E ainda: “ThyssenKrupp CSA paga os melhores salários no Brasil. Essa é uma das razões que levou mais de 42 mil pessoas a se candidatarem aos empregos oferecidos”.
Perfil e atuação
Sob capacidade total, a unidade pode produzir 5 milhões de placas de aço por ano “em excelente qualidade e a baixo custo”. A licença prévia de operação que a empresa detém atualmente permite que a usina opere com 70% da capacidade, informou o Inea.

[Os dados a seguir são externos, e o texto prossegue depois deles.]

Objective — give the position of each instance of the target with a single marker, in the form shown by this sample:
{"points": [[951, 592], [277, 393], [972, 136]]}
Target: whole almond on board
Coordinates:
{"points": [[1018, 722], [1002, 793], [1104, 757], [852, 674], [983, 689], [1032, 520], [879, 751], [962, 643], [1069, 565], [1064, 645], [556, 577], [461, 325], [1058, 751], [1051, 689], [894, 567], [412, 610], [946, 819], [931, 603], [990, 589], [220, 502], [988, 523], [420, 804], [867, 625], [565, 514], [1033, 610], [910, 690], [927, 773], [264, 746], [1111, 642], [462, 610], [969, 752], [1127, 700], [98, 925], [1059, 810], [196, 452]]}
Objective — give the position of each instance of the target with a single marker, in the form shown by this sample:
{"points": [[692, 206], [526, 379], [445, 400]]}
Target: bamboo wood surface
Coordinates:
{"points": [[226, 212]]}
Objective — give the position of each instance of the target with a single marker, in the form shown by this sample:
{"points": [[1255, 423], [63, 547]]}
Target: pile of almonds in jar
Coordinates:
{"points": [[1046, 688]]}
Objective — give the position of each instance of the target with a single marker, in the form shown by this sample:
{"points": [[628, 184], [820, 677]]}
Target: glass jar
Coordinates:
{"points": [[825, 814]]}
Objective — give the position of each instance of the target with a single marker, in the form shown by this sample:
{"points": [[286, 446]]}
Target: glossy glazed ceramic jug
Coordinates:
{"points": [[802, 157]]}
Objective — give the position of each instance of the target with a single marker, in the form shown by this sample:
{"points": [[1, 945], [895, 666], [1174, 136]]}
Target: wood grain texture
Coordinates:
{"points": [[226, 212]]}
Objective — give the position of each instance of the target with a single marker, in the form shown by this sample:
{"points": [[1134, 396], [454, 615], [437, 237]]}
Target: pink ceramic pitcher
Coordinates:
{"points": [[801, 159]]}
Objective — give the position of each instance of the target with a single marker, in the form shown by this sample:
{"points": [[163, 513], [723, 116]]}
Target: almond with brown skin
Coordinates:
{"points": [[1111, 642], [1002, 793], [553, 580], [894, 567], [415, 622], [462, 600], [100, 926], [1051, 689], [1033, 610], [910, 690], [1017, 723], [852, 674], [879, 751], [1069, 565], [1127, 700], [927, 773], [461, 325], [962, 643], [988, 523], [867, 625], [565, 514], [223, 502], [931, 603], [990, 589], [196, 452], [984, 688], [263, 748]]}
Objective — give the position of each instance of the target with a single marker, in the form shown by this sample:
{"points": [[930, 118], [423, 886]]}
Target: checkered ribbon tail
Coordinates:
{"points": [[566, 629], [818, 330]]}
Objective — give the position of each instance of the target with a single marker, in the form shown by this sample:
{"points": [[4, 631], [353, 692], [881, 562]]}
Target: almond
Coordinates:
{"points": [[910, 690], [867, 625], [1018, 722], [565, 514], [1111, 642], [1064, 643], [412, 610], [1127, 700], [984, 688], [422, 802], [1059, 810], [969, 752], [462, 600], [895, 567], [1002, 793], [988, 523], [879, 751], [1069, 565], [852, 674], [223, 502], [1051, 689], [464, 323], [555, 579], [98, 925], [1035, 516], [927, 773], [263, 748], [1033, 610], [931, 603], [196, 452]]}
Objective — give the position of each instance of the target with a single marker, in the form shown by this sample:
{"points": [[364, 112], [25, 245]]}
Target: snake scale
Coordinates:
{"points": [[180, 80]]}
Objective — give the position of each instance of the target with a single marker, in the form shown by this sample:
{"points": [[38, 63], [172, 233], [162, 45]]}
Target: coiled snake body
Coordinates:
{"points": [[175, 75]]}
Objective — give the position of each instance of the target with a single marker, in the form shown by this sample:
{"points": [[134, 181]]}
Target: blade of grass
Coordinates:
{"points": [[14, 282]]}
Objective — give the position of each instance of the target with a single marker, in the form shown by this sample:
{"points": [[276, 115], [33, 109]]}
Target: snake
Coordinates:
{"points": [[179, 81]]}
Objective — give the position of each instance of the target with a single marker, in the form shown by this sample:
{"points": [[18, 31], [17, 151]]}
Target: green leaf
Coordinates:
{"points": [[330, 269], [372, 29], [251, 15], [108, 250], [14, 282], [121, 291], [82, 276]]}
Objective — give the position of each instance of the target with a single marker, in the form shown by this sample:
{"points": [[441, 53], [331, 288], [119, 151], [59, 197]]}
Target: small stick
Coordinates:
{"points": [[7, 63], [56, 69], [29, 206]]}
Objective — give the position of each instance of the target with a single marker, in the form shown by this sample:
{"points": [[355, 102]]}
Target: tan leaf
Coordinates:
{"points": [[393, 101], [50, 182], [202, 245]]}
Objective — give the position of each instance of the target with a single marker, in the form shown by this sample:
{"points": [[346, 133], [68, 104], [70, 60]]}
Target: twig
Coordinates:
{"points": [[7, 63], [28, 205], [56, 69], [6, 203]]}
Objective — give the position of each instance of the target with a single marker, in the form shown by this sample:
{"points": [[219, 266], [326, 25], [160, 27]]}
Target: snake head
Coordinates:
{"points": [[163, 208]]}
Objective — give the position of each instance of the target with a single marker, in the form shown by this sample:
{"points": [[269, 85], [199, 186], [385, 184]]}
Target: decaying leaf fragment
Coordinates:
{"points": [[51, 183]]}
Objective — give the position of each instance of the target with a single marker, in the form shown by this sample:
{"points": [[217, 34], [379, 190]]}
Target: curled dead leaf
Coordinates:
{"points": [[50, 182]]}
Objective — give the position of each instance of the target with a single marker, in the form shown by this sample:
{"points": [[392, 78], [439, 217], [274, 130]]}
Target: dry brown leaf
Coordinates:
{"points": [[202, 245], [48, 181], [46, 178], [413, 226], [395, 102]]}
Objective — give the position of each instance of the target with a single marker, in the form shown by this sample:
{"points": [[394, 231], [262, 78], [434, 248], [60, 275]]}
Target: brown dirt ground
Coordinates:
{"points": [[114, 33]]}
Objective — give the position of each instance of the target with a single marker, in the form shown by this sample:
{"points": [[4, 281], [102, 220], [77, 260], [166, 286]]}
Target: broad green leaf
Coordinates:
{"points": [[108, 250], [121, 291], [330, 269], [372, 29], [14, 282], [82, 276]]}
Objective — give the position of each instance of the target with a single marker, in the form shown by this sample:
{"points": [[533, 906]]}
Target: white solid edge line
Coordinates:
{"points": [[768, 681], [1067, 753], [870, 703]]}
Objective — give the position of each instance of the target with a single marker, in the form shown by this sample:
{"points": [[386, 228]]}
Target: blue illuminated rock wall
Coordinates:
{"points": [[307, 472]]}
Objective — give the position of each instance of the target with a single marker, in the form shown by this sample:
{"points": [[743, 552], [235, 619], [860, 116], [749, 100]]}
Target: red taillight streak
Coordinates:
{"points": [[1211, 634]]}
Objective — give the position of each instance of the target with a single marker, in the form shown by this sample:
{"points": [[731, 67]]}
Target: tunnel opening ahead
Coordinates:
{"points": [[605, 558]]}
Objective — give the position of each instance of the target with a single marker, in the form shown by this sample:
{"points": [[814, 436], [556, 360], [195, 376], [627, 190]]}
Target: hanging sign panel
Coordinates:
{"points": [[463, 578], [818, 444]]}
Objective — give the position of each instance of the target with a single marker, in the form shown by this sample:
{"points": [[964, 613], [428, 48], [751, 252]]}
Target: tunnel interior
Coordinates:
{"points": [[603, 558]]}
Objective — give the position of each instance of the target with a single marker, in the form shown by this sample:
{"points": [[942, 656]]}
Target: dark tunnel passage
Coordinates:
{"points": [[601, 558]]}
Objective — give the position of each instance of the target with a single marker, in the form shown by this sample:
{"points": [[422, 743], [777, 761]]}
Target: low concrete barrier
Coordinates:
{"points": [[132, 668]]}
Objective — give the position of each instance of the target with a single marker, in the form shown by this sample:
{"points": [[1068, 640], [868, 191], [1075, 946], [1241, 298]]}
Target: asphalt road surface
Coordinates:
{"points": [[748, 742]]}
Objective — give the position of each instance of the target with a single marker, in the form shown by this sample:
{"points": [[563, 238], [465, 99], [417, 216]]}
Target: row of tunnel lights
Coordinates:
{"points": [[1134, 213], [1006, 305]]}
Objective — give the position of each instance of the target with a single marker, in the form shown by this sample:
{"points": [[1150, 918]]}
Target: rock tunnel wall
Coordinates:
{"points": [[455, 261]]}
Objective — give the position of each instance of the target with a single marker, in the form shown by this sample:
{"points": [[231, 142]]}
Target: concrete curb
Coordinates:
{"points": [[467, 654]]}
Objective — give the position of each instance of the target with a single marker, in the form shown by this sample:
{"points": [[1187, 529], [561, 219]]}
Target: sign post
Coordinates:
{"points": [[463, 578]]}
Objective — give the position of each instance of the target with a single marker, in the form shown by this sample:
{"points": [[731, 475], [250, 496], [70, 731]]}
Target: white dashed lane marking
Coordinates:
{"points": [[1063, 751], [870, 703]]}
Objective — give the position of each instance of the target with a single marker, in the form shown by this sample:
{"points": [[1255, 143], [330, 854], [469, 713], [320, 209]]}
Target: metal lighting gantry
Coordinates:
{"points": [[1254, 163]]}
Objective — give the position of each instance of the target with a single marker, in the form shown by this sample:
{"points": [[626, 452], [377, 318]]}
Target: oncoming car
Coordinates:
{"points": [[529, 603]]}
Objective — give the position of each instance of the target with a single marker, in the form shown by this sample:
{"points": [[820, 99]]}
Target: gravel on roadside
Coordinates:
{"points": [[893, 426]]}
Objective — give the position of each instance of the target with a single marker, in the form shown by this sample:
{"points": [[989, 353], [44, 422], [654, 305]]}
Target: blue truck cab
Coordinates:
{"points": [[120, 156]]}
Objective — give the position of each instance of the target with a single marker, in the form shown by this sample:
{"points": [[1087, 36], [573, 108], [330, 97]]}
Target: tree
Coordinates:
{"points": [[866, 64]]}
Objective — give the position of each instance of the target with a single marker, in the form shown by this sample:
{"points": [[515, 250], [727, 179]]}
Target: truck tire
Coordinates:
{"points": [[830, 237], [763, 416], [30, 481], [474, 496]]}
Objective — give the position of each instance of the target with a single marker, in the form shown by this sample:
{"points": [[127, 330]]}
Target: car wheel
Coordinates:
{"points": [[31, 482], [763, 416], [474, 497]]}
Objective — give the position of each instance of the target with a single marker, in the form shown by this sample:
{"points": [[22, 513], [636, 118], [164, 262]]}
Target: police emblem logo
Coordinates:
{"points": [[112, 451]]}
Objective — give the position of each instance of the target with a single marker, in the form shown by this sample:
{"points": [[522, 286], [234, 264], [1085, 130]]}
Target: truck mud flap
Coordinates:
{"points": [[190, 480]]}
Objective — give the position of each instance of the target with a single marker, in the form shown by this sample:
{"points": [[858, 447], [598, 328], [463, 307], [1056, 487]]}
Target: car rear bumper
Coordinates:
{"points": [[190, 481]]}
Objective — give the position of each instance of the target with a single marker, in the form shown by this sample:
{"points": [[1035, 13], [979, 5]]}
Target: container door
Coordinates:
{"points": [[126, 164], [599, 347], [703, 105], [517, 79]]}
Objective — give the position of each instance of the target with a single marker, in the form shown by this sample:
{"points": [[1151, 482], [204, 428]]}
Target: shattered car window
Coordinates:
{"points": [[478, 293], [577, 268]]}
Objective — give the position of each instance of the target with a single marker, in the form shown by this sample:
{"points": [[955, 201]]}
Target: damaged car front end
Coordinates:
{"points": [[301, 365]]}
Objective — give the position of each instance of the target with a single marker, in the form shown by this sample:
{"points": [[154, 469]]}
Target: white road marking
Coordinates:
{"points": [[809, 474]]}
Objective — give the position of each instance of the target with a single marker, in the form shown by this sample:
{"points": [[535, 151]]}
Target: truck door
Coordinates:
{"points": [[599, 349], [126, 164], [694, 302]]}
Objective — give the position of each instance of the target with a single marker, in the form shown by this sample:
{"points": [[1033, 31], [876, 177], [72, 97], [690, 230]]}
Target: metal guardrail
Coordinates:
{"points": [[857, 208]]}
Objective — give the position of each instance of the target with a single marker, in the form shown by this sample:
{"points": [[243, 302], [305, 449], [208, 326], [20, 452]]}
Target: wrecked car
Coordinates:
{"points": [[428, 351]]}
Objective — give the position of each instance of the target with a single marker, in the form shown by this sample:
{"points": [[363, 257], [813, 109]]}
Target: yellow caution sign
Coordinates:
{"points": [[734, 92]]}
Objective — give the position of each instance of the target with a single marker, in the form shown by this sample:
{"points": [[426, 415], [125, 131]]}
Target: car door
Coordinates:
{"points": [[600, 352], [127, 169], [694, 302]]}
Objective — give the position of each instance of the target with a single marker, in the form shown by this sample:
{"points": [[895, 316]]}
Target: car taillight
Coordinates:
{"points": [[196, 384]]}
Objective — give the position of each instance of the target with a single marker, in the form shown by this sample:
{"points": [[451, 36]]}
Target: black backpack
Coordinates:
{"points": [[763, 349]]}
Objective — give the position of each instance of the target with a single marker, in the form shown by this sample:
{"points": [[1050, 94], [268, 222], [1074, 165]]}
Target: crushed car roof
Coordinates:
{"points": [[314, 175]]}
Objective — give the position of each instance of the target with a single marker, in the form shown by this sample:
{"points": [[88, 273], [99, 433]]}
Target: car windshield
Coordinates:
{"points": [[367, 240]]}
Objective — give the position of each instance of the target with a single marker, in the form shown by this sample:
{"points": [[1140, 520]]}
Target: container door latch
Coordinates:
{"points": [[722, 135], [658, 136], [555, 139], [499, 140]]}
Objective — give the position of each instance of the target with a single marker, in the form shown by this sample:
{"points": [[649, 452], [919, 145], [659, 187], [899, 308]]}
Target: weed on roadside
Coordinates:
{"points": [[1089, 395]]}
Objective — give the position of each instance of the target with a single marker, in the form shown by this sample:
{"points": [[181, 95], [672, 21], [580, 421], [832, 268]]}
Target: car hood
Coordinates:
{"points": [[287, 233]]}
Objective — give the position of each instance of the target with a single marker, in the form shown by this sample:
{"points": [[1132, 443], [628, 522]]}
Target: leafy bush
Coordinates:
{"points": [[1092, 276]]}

As placas produzidas no Brasil serão processadas na nova unidade da empresa no Alabama, Estados Unidos, e também em Duisburg, oeste da Alemanha. Para o promotor Marcus Pereira Cavalcante Leal, é visível a importância do complexo brasileiro para o futuro do grupo ThyssenKrupp. “Acredito que essa mudança de comportamento também tenha acontecido por pressão do conselho administrativo do grupo, porque a imagem da empresa, provavelmente, pode ter sido arranhada com as notícias que vieram do Brasil.”
E se os incidentes ambientais tivessem acontecido numa unidade na Alemanha? “Talvez já teriam abafado o alto-forno e interrompido o funcionamento da siderúrgica há muito tempo”, supõe o promotor, lembrando a consciência ambiental dos alemães, que é reconhecida no mundo inteiro.